In the end, the app may ultimately retire traffic officers, radio traffic announcers, and, you guessed it; night time car hijackers—those guys you live in fear of—all in one stroke!
This is how it all began. One day Thoabala was on a junction from Pioneer Mall to LNDC in Maseru when he noticed how traffic lights favored those cars moving towards the border post direction by giving it more time— unnecessarily in his view. Perhaps there used to be more traffic towards the favored direction in the past which might not be the case now.
He immediately thought that the traffic lights’ predetermined time controllers might be ineffective given Maseru’s modern traffic realities. As he quietly left, he had a plan—use modern technology to solve this problem!
In his view, Maseru Traffic lights or robots, as they are popularly known locally, may be having a hidden hand in your delayed arrival to work. They are rarely, if ever, blamed for it. Thus they have to undergo modern facelift to help you reach your destination faster.
These traffic lights, he observed, “will allow traffic from different lanes to flow, based on how they were programmed years ago! In fact they are so faithful to their program. They even control car movements at night even when there is just one car on the road!”
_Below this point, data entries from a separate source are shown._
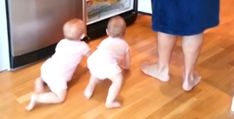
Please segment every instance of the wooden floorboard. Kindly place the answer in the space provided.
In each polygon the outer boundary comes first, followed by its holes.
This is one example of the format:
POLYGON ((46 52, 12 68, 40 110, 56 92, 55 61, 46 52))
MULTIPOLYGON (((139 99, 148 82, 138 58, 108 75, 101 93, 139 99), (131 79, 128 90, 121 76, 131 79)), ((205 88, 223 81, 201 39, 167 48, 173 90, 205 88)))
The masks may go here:
MULTIPOLYGON (((221 0, 220 25, 204 35, 204 45, 197 69, 201 83, 190 92, 181 89, 183 54, 178 40, 172 54, 171 80, 162 83, 144 75, 139 67, 155 62, 156 34, 151 30, 151 17, 140 14, 127 28, 125 39, 131 47, 131 68, 124 72, 125 82, 118 99, 119 109, 106 109, 104 101, 109 81, 98 85, 94 96, 86 100, 83 91, 89 79, 83 59, 69 83, 63 104, 38 105, 31 112, 24 110, 39 76, 39 61, 15 71, 0 73, 1 119, 230 119, 234 94, 234 10, 233 0, 221 0)), ((105 36, 104 36, 105 37, 105 36)), ((93 51, 104 38, 89 42, 93 51)))

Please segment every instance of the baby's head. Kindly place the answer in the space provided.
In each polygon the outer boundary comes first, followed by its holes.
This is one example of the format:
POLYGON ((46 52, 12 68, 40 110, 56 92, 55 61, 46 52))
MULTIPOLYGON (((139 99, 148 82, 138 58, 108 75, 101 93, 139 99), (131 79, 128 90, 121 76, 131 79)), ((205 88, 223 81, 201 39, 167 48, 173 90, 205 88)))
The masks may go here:
POLYGON ((80 40, 86 34, 86 25, 80 19, 71 19, 64 24, 63 33, 69 40, 80 40))
POLYGON ((120 16, 113 17, 109 20, 107 25, 107 35, 111 37, 122 37, 125 34, 126 23, 120 16))

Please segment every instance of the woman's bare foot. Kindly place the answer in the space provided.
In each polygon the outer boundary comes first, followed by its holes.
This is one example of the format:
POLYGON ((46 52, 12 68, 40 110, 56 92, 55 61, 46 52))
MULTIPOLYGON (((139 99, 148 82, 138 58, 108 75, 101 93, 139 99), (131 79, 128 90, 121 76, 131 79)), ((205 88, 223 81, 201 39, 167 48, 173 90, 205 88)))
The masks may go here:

Car hijackers, of course, have taken advantage of this weakness. Nowadays they lurk on the traffic lights at night. When you are forced by traffic lights to stop, they pounce on you like hungry lions. “Those fatal stops,” Thoabala said, “will not always be necessary in the days of this system.”
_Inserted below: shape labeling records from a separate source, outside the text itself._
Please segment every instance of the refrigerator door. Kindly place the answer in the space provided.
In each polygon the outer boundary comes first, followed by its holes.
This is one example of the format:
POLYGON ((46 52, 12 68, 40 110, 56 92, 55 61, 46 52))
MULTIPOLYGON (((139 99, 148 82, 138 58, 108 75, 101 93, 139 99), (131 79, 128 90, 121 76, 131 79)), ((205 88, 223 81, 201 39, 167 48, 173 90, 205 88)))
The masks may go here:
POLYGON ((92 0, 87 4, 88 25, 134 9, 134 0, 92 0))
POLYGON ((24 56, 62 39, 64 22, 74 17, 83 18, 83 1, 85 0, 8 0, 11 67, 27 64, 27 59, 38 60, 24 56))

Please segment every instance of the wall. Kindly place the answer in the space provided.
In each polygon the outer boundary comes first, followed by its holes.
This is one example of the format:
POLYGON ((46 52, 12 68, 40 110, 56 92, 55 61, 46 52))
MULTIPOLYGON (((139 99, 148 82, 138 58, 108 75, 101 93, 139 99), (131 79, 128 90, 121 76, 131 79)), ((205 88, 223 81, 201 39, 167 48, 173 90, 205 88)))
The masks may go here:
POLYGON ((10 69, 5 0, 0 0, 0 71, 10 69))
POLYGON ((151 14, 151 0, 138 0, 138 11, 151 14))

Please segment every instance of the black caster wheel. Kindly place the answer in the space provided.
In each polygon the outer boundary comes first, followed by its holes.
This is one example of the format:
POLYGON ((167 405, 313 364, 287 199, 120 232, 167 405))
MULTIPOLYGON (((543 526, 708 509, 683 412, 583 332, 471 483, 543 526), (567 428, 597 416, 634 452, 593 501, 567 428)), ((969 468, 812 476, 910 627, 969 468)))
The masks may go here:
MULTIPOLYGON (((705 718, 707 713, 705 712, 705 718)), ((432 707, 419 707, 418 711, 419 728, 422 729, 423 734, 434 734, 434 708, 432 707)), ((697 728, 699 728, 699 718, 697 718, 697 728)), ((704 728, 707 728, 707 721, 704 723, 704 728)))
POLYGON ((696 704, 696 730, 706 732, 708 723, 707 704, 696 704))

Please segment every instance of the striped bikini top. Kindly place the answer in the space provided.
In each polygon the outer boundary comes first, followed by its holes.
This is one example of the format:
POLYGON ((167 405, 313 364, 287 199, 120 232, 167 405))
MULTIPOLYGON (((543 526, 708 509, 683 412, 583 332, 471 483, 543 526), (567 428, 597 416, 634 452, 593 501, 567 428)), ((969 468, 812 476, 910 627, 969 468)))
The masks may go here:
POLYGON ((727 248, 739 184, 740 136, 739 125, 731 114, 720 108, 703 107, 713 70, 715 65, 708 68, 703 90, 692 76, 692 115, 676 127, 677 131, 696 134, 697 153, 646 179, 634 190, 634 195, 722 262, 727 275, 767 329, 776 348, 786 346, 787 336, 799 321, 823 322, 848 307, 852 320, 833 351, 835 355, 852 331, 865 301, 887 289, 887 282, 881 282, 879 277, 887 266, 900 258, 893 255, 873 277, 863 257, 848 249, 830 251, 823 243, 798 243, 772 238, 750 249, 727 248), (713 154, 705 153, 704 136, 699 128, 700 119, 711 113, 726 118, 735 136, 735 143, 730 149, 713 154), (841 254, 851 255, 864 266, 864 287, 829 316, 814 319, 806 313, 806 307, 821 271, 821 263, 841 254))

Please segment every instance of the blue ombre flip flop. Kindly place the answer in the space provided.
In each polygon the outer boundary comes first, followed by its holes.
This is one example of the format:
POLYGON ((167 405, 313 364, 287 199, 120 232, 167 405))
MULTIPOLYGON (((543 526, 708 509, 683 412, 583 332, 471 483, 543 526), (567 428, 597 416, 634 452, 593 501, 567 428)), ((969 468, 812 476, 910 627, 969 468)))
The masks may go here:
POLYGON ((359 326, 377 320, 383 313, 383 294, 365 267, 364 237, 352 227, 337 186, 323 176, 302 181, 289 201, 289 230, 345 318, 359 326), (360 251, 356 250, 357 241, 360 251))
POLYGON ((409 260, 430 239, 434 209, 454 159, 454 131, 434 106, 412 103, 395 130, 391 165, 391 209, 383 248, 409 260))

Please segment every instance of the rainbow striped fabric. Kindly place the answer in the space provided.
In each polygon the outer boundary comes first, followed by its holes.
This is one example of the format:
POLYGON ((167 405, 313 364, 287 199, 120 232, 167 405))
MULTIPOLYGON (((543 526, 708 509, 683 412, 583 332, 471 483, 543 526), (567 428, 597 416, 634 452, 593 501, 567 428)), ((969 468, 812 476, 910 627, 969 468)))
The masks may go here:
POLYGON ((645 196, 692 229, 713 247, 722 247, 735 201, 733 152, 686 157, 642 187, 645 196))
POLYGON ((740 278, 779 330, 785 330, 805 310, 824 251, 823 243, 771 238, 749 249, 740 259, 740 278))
Another problem he observed is that the “inflexible robots” do their part in testing Maseru drivers’ patience department, which is already running thin to start with. In the same day, as he moved towards the LNDC traffic lights. He observed that the “robots” gave his side so little time in comparison to others that some drivers just disobeyed and forced their way through. However, as we all know, along with impatience, come accidents.
So his technological solution goes this way. Cameras will be placed at convenient positions along the road to track traffic from opposing lanes or directions. These cameras will then relay the information to a central control system. The system will then communicate with traffic computers in traffic control offices and, more importantly, with your mobile apps.
“When the traffic is detected, the timing of the robots will change to favor the side that has the highest level of traffic,” he said. “If the level is the same from all directions the timing will be the same.”
But if there is little to no traffic at all, say at night time, and you are passing there alone, then the traffic lights would not stop your car. The splendor of the whole thing is that it happens automatically!
Besides, the system can also be set to a manual mode. Such that it is the traffic control officer, sitting in his office and relishing coffee in a cold winter day. Controlling the traffic based on the incoming information to his computer.
Bad news is that if the system becomes a success, many of those going through the infamous Maseru traffic jams may have to miss our astute, hardworking and dedicated traffic control officers.
Mr Thoabala has made some progress in his pursuit. “I managed to get the computer simulation done, and I have discovered its possibilities. However, it will be some time before I can do the real life testing of the system since I will have to work with the government for testing, provided I am allowed to test. Further, funding is also a must and I believe the government will not only love but also fund my idea.”
Basotho have been blamed for being always late for anything and everything. It turns out Mr Thoabala and his app were the proverbial missing link. Imagine a time when Basotho will NEVER be late again. NEVER!